Photos show huge expansion of Chinese facility where Muslim minorities say they are persecuted and forced to sing hymns to Xi Jinping

Chinese authorities appear to have dramatically expanded a reeducation camp for the persecuted Uighur Muslim minority near Kashgar, Xinjiang. These photos show the camp in February 2017 and August 2018. Courtesy of Shawn Zhang; Business Insider
  • New satellite images are said to show a facility used to detain China’s Uighur Muslim ethnic minority in the western region of Xinjiang.
  • Shawn Zhang, a law student in Canada, posted what he said were images of a reeducation camp in Kashgar, Xinjiang, saying they showed that by August it had expanded to more than 11 times its size in February 2017.
  • People say they have witnessed or been subjected to physical and psychological torture in camps like this.

Newly published satellite images are said to show the rapid expansion of a Chinese facility built for the country’s persecuted Uighur Muslim ethnic minority.

Shawn Zhang, a law student in Canada, on Wednesday posted what he said were photos of a reeducation camp in the western region of Xinjiang, where about 8 million Uighurs live and are mostly detained.
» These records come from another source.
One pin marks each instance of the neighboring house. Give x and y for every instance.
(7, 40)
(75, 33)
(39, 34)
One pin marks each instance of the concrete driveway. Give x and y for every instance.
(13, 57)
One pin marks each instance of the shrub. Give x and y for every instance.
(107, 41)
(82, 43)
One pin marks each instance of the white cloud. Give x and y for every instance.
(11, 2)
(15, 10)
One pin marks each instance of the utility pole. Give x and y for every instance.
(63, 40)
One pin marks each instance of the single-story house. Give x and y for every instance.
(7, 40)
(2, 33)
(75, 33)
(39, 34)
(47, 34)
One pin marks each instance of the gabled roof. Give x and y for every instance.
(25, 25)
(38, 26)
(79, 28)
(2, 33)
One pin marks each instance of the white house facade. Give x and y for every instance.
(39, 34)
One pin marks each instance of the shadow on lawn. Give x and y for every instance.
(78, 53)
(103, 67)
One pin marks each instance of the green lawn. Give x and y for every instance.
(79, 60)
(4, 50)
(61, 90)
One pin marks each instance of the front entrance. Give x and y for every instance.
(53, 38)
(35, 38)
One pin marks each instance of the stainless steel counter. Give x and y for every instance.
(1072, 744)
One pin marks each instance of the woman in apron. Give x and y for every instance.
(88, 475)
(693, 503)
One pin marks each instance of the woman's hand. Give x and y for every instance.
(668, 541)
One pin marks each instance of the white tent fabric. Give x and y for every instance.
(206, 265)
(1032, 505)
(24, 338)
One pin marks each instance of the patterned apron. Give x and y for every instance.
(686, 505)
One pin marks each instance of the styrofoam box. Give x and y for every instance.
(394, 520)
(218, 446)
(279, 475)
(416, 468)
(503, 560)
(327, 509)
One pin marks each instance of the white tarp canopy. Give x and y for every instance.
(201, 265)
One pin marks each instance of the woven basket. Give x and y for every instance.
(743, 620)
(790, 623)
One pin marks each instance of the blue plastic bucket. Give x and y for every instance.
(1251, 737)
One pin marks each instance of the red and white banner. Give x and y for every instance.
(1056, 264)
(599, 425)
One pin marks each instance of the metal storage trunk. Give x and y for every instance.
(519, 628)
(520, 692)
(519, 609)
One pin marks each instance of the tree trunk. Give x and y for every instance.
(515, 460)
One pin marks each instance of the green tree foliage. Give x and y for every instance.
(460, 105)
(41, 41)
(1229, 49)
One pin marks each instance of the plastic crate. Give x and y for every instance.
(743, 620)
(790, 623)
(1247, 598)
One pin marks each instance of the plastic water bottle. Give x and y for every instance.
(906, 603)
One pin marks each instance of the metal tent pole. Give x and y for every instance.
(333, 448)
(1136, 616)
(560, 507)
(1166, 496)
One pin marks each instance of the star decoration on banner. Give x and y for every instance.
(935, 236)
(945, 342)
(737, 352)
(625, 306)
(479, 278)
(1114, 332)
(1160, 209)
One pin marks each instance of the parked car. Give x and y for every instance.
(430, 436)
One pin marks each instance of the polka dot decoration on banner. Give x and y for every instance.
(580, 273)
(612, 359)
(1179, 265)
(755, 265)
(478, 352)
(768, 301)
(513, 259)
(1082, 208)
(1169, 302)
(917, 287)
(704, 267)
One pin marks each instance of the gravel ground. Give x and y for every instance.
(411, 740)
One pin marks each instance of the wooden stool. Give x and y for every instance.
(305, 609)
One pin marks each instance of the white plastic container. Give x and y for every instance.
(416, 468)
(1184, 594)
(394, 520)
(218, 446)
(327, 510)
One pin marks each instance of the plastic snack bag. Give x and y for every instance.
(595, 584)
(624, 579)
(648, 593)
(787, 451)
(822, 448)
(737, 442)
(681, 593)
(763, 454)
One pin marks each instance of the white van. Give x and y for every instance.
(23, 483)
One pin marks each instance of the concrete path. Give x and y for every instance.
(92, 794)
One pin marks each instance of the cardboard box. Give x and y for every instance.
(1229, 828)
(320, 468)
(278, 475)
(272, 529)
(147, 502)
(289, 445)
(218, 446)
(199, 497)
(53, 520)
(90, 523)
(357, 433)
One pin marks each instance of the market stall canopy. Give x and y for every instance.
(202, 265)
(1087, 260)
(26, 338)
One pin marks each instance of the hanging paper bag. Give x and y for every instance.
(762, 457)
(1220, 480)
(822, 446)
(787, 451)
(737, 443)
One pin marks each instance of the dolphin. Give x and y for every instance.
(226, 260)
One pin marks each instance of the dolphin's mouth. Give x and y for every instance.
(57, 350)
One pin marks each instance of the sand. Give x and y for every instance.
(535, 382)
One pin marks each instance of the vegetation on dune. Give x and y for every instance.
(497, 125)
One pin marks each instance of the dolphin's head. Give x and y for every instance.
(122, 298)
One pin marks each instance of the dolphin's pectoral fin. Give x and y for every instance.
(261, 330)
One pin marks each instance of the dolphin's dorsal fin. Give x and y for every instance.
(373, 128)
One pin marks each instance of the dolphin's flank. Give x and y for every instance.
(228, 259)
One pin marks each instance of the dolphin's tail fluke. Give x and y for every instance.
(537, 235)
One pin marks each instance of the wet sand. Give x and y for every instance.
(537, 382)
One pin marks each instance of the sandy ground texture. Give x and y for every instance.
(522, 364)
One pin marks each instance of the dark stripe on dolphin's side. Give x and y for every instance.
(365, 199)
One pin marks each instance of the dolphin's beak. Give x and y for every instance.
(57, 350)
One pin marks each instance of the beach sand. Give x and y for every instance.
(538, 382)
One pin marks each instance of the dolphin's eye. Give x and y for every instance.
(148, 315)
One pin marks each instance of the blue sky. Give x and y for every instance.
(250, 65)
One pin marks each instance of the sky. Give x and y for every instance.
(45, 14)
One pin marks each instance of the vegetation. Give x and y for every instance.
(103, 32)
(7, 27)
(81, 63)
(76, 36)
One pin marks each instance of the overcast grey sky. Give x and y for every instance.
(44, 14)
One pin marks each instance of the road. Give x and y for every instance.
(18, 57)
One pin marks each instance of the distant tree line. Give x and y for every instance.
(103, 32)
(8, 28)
Many Uighurs refer to the region as East Turkestan.

Zhang said the photos showed a reeducation camp in southern Shule, a county near Xinjiang’s capital, Kashgar.

The facility was about 28,000 square meters in February 2017 and by this August had grown to more than 11 times that size, to 320,000 square meters, according to Zhang’s measurements.

The GIF below shows the facility in February 2017, August 2017, June 2018, and August 2018.


The dramatic expansion of the Kashgar camp appears to be a sign of China’s growing crackdown on the Uighur people, as more and more have been imprisoned in detention camps or reeducation centres.

Read more: Here are all of Business Insider’s stories on Beijing’s repression of Uighur people in China.

Rights activists have accused China of keeping 1 million Uighurs in such camps. And the number may be growing – Radio Free Asia this week described unnamed regional authorities as saying they had to transfer inmates out of Xinjiang to other regions across China because, one said, “we are experiencing an overflow of inmates.”

Hu Lianhe, a senior Communist Party official, has claimed that there are “no such things as reeducation centres” but acknowledged that the government had detained people it considers extremists. Beijing justifies its surveillance of Uighurs as a counterterrorism measure.

Xinjiang police streets
Police patrol on a scooter as an ethnic Uighur boy stands in his doorway in Kashgar in June 2017. Kevin Frayer/Getty Images

Uighurs who have been inside those camps have described witnessing and experiencing physical and psychological torture, including being shackled to a chair, beaten up, and deprived of sleep.

Others have described seeing detainees being forced to sing patriotic songs about Chinese President Xi Jinping in order to be fed.

Zhang has long been critical of the Chinese state and has used satellite imagery to identify and track potential camps throughout Xinjiang.

His family, who live in China, have previously been contacted by police about his critical posts on social media.